Joe Biden’s inaugural address: A way forward?

As I sat watching the inauguration of Joseph R. Biden as the 46th President of the United States, I reflected on the unique importance of the inaugural address in American politics. 

Inaugural addresses happen once every four years in a tradition dating back to the inauguration of our first president, George Washington. It allows the new president to speak to the nation as its leader for the first time and set the tone for their administration. The most famous (or infamous) inaugural addresses often come to define that presidency. Consider, for example, the inaugural address of John F. Kennedy, who famously challenged Americans amid the anxieties of the Cold War to ask not what their country could do for them, but what they could do for their country.

Likewise, Abraham Lincoln’s Second Inaugural Address is remembered for asking the country to proceed “with malice towards none, with charity for all” to heal the gaping wounds left by the Civil War, then grinding into its fourth and final year. 

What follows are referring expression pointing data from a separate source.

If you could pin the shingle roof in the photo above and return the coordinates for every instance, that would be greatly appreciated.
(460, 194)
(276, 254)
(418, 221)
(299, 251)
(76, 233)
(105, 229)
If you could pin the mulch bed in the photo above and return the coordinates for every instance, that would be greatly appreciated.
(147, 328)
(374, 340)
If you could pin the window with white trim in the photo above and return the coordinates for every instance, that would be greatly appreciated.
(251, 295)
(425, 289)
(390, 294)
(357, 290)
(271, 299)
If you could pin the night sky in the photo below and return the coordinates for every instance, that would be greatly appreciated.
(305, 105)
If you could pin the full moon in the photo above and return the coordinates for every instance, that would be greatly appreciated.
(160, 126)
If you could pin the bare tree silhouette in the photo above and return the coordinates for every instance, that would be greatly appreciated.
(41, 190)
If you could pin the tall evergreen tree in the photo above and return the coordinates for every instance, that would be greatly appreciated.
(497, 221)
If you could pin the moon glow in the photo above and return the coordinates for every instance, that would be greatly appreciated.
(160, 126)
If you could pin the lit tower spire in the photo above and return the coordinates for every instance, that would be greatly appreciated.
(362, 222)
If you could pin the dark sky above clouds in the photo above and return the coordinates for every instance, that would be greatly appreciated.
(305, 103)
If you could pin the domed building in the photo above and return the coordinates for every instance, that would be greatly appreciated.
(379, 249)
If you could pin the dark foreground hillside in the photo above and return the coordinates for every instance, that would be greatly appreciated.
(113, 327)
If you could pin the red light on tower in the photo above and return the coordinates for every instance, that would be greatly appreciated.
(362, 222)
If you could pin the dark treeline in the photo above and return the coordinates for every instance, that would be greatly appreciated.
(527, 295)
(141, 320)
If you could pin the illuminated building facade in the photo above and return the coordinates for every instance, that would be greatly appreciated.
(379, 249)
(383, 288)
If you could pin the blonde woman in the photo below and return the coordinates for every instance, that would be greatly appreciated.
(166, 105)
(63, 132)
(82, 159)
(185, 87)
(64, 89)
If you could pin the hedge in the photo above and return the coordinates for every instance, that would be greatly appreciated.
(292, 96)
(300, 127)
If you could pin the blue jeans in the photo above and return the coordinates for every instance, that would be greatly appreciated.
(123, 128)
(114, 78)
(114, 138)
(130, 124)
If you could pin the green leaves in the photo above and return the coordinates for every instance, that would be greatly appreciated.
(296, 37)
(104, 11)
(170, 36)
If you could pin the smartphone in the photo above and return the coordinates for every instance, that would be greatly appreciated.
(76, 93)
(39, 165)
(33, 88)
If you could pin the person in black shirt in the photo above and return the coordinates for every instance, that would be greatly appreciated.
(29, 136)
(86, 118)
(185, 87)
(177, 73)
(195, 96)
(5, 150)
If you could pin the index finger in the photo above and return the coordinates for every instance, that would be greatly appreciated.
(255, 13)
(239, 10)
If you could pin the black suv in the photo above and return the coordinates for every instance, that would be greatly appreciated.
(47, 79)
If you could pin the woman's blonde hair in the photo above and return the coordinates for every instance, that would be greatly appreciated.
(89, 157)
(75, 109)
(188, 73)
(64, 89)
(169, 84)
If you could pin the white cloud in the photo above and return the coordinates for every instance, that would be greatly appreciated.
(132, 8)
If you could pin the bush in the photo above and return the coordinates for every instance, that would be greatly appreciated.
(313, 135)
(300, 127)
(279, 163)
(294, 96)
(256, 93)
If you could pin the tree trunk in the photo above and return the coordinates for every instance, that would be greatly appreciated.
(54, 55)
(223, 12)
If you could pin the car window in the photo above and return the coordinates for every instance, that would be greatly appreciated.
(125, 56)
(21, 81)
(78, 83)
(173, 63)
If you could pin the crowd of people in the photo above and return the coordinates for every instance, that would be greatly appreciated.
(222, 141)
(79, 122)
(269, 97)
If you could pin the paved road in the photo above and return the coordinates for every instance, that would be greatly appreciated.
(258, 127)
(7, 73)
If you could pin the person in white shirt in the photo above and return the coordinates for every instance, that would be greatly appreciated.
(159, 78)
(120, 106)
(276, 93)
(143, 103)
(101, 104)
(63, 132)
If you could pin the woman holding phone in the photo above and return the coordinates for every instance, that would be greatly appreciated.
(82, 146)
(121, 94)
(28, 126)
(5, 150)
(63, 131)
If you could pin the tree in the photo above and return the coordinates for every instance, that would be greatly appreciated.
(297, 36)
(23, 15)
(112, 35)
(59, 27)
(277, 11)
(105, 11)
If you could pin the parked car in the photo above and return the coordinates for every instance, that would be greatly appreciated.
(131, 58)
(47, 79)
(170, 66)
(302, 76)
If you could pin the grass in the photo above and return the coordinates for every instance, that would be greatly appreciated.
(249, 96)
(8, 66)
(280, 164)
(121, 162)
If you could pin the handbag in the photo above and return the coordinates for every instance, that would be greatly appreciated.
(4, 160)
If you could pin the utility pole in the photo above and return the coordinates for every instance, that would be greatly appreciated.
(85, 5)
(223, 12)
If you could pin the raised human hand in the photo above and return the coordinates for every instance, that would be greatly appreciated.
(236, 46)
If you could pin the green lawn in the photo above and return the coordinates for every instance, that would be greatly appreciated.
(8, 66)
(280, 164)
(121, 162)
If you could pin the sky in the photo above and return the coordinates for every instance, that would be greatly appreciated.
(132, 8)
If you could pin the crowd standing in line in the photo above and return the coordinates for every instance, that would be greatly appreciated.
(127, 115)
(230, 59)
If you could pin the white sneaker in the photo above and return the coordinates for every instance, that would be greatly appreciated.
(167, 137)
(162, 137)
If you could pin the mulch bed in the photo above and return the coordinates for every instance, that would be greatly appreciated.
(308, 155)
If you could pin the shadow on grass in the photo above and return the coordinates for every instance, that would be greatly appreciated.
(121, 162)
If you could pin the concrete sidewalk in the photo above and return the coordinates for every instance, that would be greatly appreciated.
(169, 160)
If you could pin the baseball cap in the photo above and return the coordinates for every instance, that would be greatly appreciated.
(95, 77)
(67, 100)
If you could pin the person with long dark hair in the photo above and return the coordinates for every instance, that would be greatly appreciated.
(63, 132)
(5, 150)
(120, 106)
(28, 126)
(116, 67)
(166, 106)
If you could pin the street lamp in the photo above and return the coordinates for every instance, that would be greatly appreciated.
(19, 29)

More recently, Donald Trump’s cry against “American carnage” in his inaugural address may come to be a quote that defines his tenure in office as well, though perhaps not in the way that he intended.  

Joe Biden, too, used his inaugural address to attempt to set the tone for his new administration.  The theme of unity was unsurprisingly front and center in this speech, as it defined Biden’s message on the campaign trail.  He tapped into a deep desire in the nation as a whole by focusing on this theme, as he was able to defy political gravity and win the single largest popular vote total in U.S. history. 

“My whole soul is in this,” Biden said in his address, “bringing America together.” He called for the country to once again unify around the values and ideals that have defined our republic throughout its history and continue to strive for them. Echoing his campaign once again, he called to “restore the soul and secure the future of America.” For this to happen, in Biden’s view, we should not retreat further into bitter factionalism but instead recommit to faith in our representative democracy and each other.

This sort of national recommitment is by no means an easy task.  If the past few election cycles have demonstrated anything, it is that many Americans have lost faith in democracy and any kind of national unity. Biden has taken hits from both the left and right on this approach, with his calls for unity characterized as, at best, naive and anachronistic and, at worst, disingenuous.  

Indeed, it is true that the nation faces huge policy hurdles to combat the COVID-19 pandemic, protect the environment and stimulate the economy, and Biden is not treading on any new ground with his calls for unity.  However, I pray that Biden’s administration can be a force to unify our nation.  If we cannot successfully reduce the temperature in our political discourse and heal our democracy, we may not be able to accomplish anything at all.